During high school in Troy, Missouri, Kummer Vanguard Scholar Dawson Jeffers launched his own business — three of them, actually — and he signed up for every STEM course his school offered.
“I fell in love with the design process,” says Jeffers, a sophomore in engineering management with an emphasis in mechanical engineering. “That’s how I knew I wanted to be an engineer.”
Jeffers says falling in love with design coincided with the realization that he’s an entrepreneur.
“I’m a weird culmination of interests and hobbies,” he says. “I’m pretty creative. Rather than following the rules I prefer pushing boundaries. And I love to sell.”
Jeffers began an online store selling wallets he’d made of duct tape. It didn’t generate a single sale, but it taught him about branding. Then, as a sophomore, he created 3D-printed lenticular name plates that displayed different images at different angles.
“I was selling them, but at a terrible profit margin,” Jeffers says. “I ended up paying off my product, but I knew I needed to do something else.”
True to the adage “necessity is the mother of invention,” Jeffers’ third business focused on accessories for the red, 1995 Mazda Miata he bought his junior year with money he’d earned working at Dairy Queen.

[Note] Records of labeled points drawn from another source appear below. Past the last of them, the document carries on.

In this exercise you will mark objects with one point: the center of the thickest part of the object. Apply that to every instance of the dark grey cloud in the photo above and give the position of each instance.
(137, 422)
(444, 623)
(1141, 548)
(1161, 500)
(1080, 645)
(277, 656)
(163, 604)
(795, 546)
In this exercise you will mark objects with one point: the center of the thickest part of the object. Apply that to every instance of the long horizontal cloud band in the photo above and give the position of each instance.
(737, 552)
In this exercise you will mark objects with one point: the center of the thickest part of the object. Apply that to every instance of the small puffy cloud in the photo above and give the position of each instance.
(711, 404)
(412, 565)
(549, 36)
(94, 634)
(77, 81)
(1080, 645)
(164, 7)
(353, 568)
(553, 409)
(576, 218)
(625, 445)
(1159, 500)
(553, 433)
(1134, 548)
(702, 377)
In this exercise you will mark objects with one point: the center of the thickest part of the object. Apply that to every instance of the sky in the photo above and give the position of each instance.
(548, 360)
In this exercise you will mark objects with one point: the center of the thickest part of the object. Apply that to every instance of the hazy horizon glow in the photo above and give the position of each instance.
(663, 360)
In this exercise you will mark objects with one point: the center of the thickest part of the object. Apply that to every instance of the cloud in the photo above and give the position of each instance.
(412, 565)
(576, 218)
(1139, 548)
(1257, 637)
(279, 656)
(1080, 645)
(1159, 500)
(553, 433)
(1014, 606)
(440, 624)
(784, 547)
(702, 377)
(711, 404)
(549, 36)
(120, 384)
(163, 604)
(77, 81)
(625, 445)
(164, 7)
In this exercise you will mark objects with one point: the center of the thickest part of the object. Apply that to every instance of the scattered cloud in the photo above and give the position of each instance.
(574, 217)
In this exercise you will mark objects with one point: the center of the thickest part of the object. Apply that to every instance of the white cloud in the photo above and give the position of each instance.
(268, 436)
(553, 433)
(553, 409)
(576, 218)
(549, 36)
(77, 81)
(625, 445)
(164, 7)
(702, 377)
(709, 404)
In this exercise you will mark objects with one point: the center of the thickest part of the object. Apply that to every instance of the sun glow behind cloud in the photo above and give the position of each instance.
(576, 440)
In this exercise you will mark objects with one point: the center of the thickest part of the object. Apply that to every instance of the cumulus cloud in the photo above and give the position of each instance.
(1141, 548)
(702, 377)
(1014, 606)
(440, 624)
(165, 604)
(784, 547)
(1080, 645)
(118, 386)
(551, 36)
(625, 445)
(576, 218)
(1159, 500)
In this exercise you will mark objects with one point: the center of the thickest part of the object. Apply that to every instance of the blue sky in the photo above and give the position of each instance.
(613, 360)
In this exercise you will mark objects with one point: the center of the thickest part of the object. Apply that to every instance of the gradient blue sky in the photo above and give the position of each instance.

“It was so much fun to drive, even though there was not a good spot for a cup holder or a phone,” he says.
Jeffers created a mobile phone holder that attaches to the console and positions the phone to charge using the cigarette lighter. After a considerable amount of research, including buying and taking apart existing products, he introduced a wireless charging pad. That was followed by a device that can hold a cup on either side of the console.
“It took a while to develop the prototypes, but once I did, I posted on the Miata group’s Facebook page and Facebook Marketplace, and it blew up,” he says.
His first year in business, Jeffers made $1,500 in revenue and won a STEM design competition. He and his business partner used the prize money to invest in two more printers and opened an Etsy shop.
Jeffers says that one of the biggest benefits of attending Missouri S&T is meeting and working with other students who have similar goals. Many of his friends also want to launch a business of their own.
And thanks in large part to the program’s entrepreneurial core, being a Kummer Vanguard Scholar is central to Jeffers’ experience of S&T.
“The program makes getting involved mandatory, and it’s good,” he says. “Success is possible, but it’s not easy, and that’s why you should come here. You can’t become exceptional without doing difficult things.”